EX-5.1 2 tm2217962d2_ex5-1.htm EXHIBIT 5.1

 

Exhibit 5.1

 

Troutman Pepper Hamilton Sanders LLP
3000 Two Logan Square, Eighteenth and Arch Streets
Philadelphia, PA 19103-2799

 

troutman.com

 

June 10, 2022

 

Board of Directors

Ocugen, Inc.

11 Great Valley Parkway

Malvern, PA 19355

 

 

Ladies and Gentlemen:

 

We are acting as counsel to Ocugen, Inc., a Delaware corporation (the “Company”), in connection with the sale and issuance from time to time of up to $180,000,000 of the Company’s common stock, $0.01 par value per share (the “Shares”), pursuant to the Company’s effective registration statement on Form S-3 (File No. 333-254550) (the “Registration Statement”) under the Securities Act of 1933, as amended (the “Act”), which became automatically effective upon filing with the Securities and Exchange Commission (the “Commission”) on March 22, 2021, a base prospectus dated March 22, 2021 (the “Base Prospectus”), and a prospectus supplement dated June 10, 2022, (together with the Base Prospectus, the “Prospectus”). The Shares are being sold pursuant to the terms of the At Market Issuance Sales Agreement, dated June 10, 2022 (the “Agreement”), by and among the Company, Cantor Fitzgerald & Co., Mizuho Securities USA LLC, H.C. Wainwright & Co., LLC, Roth Capital Partners, LLC and Chardan Capital Markets, LLC.

 

For purposes of this opinion letter, we have examined copies of such agreements, instruments and documents as we have deemed an appropriate basis on which to render the opinions hereinafter expressed. In our examination of the aforesaid documents, we have assumed the genuineness of all signatures, the legal capacity of all natural persons, the accuracy and completeness of all documents submitted to us, the authenticity of all original documents, and the conformity to authentic original documents of all documents submitted to us as copies (including telecopies).
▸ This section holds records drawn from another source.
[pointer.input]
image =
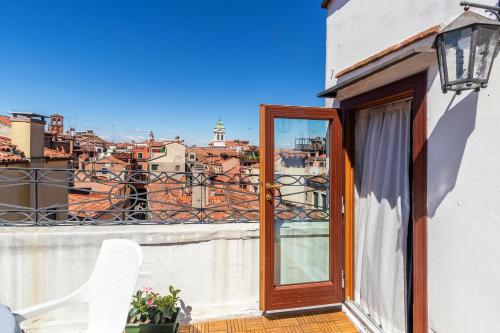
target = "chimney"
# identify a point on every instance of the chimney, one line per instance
(28, 134)
(199, 196)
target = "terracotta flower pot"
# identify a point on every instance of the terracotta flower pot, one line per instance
(172, 327)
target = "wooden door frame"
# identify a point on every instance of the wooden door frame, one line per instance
(318, 293)
(412, 87)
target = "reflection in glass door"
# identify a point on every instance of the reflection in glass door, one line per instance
(301, 207)
(301, 201)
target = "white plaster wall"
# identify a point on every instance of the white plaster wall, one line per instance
(463, 161)
(463, 208)
(215, 266)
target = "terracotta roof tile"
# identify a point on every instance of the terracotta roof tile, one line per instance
(53, 154)
(325, 3)
(10, 157)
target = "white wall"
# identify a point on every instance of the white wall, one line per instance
(463, 161)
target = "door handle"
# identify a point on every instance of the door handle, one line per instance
(270, 186)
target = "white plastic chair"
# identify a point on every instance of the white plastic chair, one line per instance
(108, 291)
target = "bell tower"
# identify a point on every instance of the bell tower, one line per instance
(219, 139)
(56, 126)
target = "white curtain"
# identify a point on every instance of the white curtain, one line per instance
(382, 145)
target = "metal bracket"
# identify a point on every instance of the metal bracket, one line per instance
(495, 10)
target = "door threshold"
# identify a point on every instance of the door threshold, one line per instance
(334, 306)
(359, 318)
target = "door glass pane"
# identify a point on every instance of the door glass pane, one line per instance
(301, 203)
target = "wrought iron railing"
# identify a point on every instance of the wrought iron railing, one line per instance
(46, 197)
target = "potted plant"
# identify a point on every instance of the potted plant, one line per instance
(151, 312)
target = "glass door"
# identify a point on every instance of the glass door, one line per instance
(301, 207)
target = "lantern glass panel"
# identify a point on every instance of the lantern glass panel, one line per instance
(457, 44)
(487, 41)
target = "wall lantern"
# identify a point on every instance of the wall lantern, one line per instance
(466, 50)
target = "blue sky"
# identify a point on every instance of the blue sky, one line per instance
(127, 67)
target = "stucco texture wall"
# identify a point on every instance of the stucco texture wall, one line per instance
(215, 266)
(463, 161)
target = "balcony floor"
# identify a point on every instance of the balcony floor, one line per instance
(304, 322)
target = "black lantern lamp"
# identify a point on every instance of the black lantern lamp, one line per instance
(466, 50)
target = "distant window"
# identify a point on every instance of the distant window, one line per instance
(51, 214)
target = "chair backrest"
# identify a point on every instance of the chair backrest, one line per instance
(111, 285)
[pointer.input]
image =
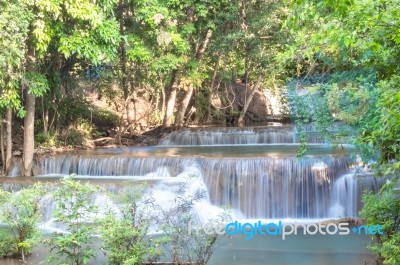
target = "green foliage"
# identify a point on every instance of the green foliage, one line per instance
(47, 140)
(36, 83)
(74, 208)
(20, 213)
(185, 245)
(382, 130)
(14, 24)
(383, 208)
(125, 231)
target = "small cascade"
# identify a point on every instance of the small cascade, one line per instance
(254, 172)
(235, 136)
(258, 187)
(347, 193)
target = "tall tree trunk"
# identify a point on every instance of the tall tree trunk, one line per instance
(9, 138)
(29, 141)
(122, 50)
(29, 122)
(45, 117)
(185, 103)
(189, 92)
(169, 112)
(248, 101)
(3, 160)
(211, 90)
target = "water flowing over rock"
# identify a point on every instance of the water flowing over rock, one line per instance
(233, 136)
(254, 172)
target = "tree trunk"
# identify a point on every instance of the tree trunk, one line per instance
(210, 92)
(189, 92)
(169, 112)
(122, 50)
(185, 103)
(29, 122)
(9, 138)
(247, 102)
(3, 160)
(29, 141)
(45, 117)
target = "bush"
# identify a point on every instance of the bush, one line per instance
(383, 208)
(20, 212)
(184, 245)
(74, 205)
(125, 231)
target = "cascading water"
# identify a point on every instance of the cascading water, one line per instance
(233, 136)
(252, 179)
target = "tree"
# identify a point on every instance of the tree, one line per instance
(82, 29)
(14, 23)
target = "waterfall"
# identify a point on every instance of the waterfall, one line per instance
(254, 172)
(257, 187)
(233, 136)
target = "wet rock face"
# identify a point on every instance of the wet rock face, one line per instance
(231, 99)
(259, 107)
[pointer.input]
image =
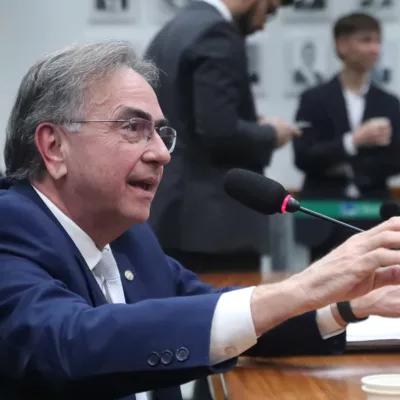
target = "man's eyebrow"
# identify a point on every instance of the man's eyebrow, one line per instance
(161, 122)
(127, 113)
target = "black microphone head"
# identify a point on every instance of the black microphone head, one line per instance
(389, 209)
(255, 191)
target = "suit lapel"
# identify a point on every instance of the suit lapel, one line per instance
(337, 106)
(95, 294)
(371, 104)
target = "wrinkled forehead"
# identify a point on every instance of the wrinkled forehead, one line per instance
(124, 92)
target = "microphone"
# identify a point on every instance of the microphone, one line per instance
(389, 209)
(267, 196)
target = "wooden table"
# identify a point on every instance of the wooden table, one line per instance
(295, 378)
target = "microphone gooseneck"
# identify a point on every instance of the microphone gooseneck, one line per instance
(267, 196)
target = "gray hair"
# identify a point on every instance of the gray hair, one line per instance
(54, 90)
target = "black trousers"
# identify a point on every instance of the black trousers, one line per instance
(205, 262)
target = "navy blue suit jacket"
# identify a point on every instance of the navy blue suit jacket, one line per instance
(59, 338)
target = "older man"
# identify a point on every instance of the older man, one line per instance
(89, 304)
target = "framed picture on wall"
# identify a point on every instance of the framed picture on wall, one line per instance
(163, 10)
(256, 68)
(382, 9)
(384, 73)
(306, 64)
(114, 11)
(308, 11)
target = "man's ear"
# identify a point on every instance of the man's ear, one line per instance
(49, 142)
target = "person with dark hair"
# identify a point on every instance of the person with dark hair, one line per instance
(309, 4)
(112, 5)
(307, 75)
(206, 92)
(90, 305)
(376, 3)
(352, 144)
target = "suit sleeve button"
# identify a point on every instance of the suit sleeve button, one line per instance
(154, 359)
(167, 357)
(182, 354)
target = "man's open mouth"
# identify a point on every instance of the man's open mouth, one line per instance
(144, 185)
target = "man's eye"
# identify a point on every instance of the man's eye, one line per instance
(132, 127)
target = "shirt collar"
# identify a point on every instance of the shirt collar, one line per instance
(364, 88)
(222, 8)
(81, 239)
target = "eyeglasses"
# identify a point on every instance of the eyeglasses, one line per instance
(140, 130)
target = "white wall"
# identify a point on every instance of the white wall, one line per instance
(31, 28)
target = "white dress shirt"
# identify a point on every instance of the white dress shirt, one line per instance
(355, 106)
(222, 8)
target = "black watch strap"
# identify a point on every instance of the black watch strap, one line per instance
(345, 311)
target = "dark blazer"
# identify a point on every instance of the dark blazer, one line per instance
(60, 339)
(205, 93)
(319, 151)
(320, 148)
(300, 78)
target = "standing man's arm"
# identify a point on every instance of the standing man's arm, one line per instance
(217, 76)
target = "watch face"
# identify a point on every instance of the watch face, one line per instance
(176, 3)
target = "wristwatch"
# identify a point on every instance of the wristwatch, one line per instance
(345, 311)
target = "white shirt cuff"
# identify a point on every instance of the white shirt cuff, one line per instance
(327, 325)
(348, 144)
(232, 329)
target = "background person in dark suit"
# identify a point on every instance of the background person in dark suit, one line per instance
(112, 5)
(376, 3)
(309, 4)
(352, 145)
(90, 306)
(307, 75)
(206, 93)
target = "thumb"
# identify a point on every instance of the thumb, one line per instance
(387, 276)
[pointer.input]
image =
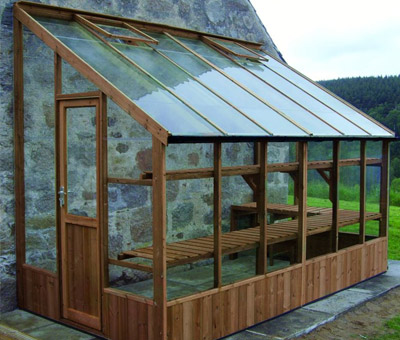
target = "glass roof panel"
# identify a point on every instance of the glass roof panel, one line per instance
(157, 102)
(302, 97)
(279, 100)
(234, 47)
(196, 95)
(115, 30)
(241, 99)
(325, 97)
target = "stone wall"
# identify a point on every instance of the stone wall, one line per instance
(129, 145)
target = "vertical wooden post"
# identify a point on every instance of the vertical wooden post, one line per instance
(19, 157)
(302, 189)
(159, 240)
(363, 190)
(296, 179)
(217, 216)
(262, 210)
(103, 203)
(302, 155)
(103, 187)
(384, 199)
(335, 196)
(57, 160)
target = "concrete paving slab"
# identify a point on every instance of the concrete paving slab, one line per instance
(340, 302)
(380, 284)
(291, 324)
(303, 320)
(287, 326)
(57, 331)
(247, 335)
(23, 321)
(393, 268)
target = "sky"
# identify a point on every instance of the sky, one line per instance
(335, 39)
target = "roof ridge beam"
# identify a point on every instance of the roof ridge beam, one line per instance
(102, 83)
(238, 84)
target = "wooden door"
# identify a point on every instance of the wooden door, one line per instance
(79, 211)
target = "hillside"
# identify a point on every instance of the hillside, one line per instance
(380, 98)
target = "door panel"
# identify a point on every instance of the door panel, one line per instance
(78, 193)
(81, 161)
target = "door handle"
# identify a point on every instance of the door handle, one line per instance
(61, 197)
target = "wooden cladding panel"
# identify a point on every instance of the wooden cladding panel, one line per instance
(128, 319)
(41, 293)
(83, 270)
(239, 307)
(328, 274)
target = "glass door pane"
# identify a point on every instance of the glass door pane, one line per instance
(81, 161)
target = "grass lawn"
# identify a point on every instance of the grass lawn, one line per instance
(392, 329)
(372, 226)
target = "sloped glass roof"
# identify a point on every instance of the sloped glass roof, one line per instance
(193, 88)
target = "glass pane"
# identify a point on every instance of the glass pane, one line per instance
(73, 81)
(39, 157)
(325, 97)
(120, 31)
(81, 161)
(198, 96)
(301, 97)
(130, 227)
(129, 144)
(270, 95)
(234, 47)
(143, 91)
(241, 99)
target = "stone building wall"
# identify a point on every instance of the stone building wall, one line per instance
(189, 202)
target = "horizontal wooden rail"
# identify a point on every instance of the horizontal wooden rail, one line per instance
(174, 175)
(115, 180)
(131, 265)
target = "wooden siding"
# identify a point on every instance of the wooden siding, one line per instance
(239, 306)
(41, 292)
(128, 318)
(330, 273)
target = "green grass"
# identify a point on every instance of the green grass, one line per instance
(392, 329)
(372, 226)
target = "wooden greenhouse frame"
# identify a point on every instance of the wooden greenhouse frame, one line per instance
(224, 309)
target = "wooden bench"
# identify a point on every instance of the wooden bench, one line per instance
(192, 250)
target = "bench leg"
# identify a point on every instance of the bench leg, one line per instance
(271, 255)
(233, 228)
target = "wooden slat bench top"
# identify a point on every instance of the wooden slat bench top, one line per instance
(281, 209)
(192, 250)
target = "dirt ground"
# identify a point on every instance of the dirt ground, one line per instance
(365, 322)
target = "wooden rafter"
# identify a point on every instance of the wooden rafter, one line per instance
(19, 157)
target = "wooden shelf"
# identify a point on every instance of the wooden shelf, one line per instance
(173, 175)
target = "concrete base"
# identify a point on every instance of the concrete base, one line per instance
(304, 320)
(23, 325)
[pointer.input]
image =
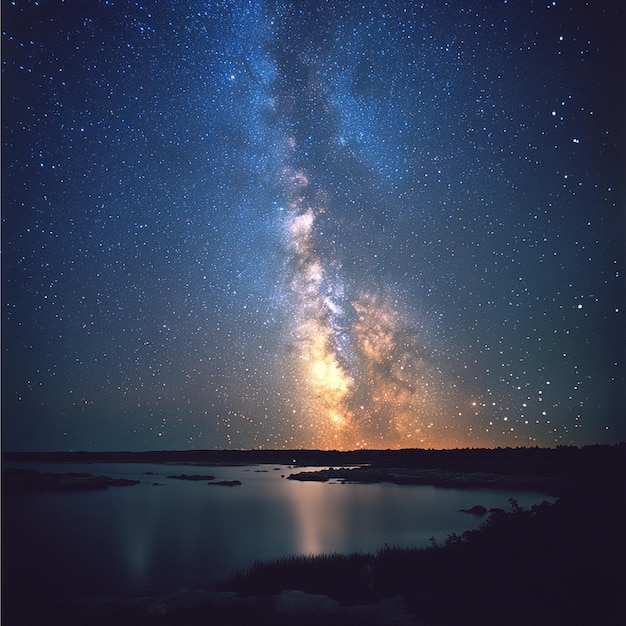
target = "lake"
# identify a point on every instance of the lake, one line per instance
(159, 538)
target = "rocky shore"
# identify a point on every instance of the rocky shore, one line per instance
(435, 477)
(17, 480)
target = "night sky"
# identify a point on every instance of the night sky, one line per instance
(312, 224)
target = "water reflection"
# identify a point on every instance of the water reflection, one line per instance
(187, 534)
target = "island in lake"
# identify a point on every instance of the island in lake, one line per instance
(560, 563)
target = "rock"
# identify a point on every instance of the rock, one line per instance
(192, 477)
(476, 510)
(29, 481)
(226, 483)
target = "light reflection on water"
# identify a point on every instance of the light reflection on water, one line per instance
(186, 534)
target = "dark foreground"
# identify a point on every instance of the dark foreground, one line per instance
(562, 563)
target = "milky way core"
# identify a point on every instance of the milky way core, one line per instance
(246, 224)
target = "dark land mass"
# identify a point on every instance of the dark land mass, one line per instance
(555, 564)
(547, 470)
(436, 477)
(17, 480)
(192, 477)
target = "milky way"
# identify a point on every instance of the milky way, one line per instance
(312, 224)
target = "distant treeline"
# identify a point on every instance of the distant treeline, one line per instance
(559, 461)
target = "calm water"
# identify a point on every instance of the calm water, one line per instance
(186, 534)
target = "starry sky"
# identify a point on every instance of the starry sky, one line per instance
(246, 224)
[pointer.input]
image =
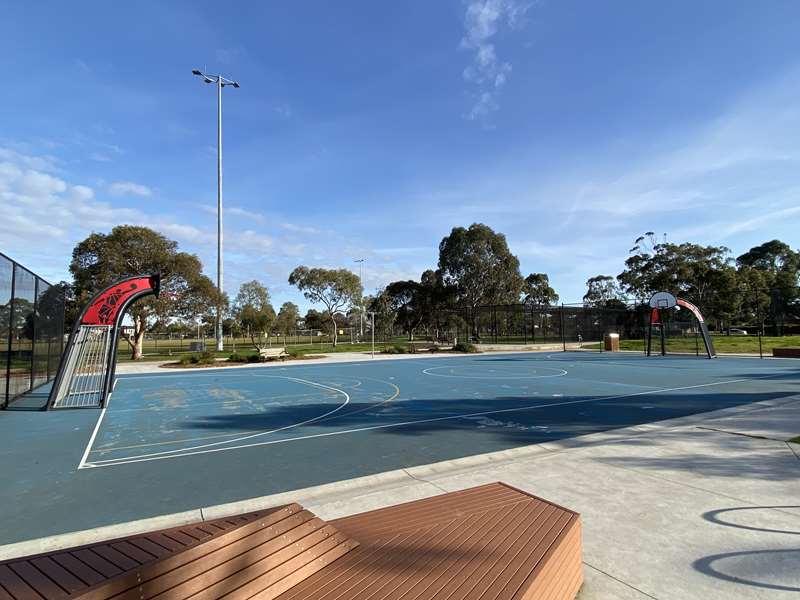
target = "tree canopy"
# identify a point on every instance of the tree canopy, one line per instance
(536, 290)
(101, 259)
(602, 291)
(335, 289)
(253, 310)
(478, 265)
(288, 316)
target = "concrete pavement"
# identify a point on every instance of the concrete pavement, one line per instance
(706, 506)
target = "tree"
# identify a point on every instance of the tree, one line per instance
(537, 291)
(779, 268)
(478, 265)
(254, 311)
(602, 291)
(288, 316)
(335, 289)
(314, 320)
(101, 259)
(385, 316)
(406, 299)
(701, 274)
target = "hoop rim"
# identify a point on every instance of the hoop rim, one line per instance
(662, 300)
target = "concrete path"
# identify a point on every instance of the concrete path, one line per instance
(131, 368)
(705, 507)
(674, 510)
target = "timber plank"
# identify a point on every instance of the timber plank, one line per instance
(16, 586)
(59, 574)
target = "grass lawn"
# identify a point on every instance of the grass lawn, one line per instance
(724, 344)
(162, 351)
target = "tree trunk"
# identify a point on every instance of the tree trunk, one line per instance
(136, 342)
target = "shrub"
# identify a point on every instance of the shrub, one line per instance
(465, 347)
(198, 358)
(396, 349)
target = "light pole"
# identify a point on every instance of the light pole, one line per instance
(220, 82)
(360, 262)
(372, 317)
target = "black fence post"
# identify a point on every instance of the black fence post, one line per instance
(10, 332)
(34, 327)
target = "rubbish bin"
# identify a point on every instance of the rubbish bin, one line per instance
(611, 342)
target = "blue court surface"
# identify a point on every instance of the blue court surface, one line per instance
(186, 439)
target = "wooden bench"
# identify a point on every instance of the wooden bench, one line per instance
(276, 352)
(491, 541)
(786, 352)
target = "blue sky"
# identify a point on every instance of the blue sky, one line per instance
(370, 129)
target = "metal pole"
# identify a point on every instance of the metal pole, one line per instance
(219, 215)
(372, 315)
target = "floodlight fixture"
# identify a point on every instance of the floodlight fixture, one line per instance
(221, 82)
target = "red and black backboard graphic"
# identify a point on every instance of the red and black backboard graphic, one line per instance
(105, 308)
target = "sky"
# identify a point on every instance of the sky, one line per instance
(367, 129)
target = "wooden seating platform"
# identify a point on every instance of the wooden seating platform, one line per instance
(492, 541)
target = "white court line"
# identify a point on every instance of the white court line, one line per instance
(503, 377)
(88, 449)
(163, 454)
(147, 458)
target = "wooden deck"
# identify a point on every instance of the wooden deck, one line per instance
(487, 542)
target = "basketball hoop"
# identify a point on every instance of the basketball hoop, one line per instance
(663, 300)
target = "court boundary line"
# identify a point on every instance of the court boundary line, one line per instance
(96, 428)
(150, 458)
(561, 374)
(254, 435)
(217, 436)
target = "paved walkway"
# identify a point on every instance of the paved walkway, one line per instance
(129, 368)
(706, 506)
(700, 507)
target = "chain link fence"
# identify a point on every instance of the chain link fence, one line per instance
(31, 334)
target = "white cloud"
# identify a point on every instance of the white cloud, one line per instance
(129, 188)
(82, 192)
(300, 228)
(242, 212)
(486, 71)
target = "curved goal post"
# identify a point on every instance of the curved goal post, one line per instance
(86, 374)
(661, 301)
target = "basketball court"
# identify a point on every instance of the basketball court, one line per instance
(182, 440)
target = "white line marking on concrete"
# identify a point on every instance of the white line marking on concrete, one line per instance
(147, 458)
(429, 371)
(165, 453)
(83, 464)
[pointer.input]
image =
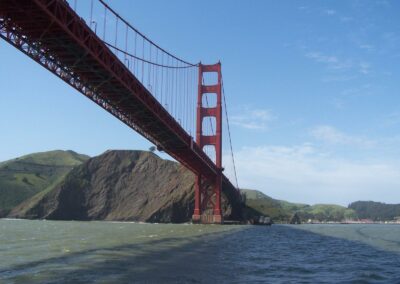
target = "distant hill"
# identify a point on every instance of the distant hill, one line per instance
(376, 211)
(119, 185)
(23, 177)
(282, 211)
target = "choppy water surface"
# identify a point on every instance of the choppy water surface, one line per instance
(108, 252)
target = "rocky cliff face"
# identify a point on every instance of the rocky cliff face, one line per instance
(119, 185)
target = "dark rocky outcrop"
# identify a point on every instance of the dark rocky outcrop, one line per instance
(120, 185)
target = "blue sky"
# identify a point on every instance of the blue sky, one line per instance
(312, 89)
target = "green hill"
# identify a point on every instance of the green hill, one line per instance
(282, 211)
(23, 177)
(376, 211)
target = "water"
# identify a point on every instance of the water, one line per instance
(112, 252)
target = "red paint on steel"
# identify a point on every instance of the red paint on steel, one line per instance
(205, 198)
(52, 34)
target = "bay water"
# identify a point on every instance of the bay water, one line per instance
(38, 251)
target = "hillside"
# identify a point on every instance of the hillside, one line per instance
(282, 211)
(119, 185)
(376, 211)
(23, 177)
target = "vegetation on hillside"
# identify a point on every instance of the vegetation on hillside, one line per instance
(282, 211)
(23, 177)
(376, 211)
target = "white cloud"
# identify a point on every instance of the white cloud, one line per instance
(257, 119)
(331, 135)
(367, 47)
(330, 12)
(332, 62)
(364, 68)
(305, 174)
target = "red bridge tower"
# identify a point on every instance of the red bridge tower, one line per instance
(207, 208)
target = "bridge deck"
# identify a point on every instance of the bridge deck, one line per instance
(51, 33)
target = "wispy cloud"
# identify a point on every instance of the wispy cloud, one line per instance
(329, 12)
(367, 47)
(340, 65)
(256, 119)
(332, 62)
(346, 19)
(303, 173)
(364, 68)
(332, 135)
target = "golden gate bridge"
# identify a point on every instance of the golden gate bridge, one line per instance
(177, 105)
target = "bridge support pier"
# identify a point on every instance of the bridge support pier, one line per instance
(207, 207)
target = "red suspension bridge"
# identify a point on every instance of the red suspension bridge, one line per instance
(164, 98)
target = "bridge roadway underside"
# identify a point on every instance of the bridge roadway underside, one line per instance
(52, 34)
As to all matters of fact, we have relied on the representations and statements of fact made in the documents so reviewed, and we have not independently established the facts so relied on. This opinion letter is given, and all statements herein are made, in the context of the foregoing.

 

This opinion letter is based as to matters of law solely on the Delaware General Corporation Law, as amended. We express no opinion herein as to any other statutes, rules or regulations.

 

 

 

Ocugen, Inc.
Page 2
June 10, 2022
 

 

Based upon, subject to and limited by the foregoing, we are of the opinion that following (i) issuance of the Shares pursuant to the terms of the Agreement, and (ii) receipt by the Company of the consideration for the Shares specified in the resolutions of the Board of Directors, the Shares will be validly issued, fully paid, and nonassessable.

 

This opinion letter has been prepared for use in connection with the filing by the Company of a Current Report on Form 8-K relating to the offer and sale of the Shares, which Form 8-K will be incorporated by reference into the Registration Statement and Prospectus, and speaks as of the date hereof. We assume no obligation to advise you of any changes in the foregoing subsequent to the delivery of this letter.

 

We hereby consent to the filing of this opinion letter as Exhibit 5.1 to the above-described Form 8-K and to the reference to this firm under the caption “Legal Matters” in the Prospectus. In giving this consent, we do not thereby admit that we are an “expert” within the meaning of the Act.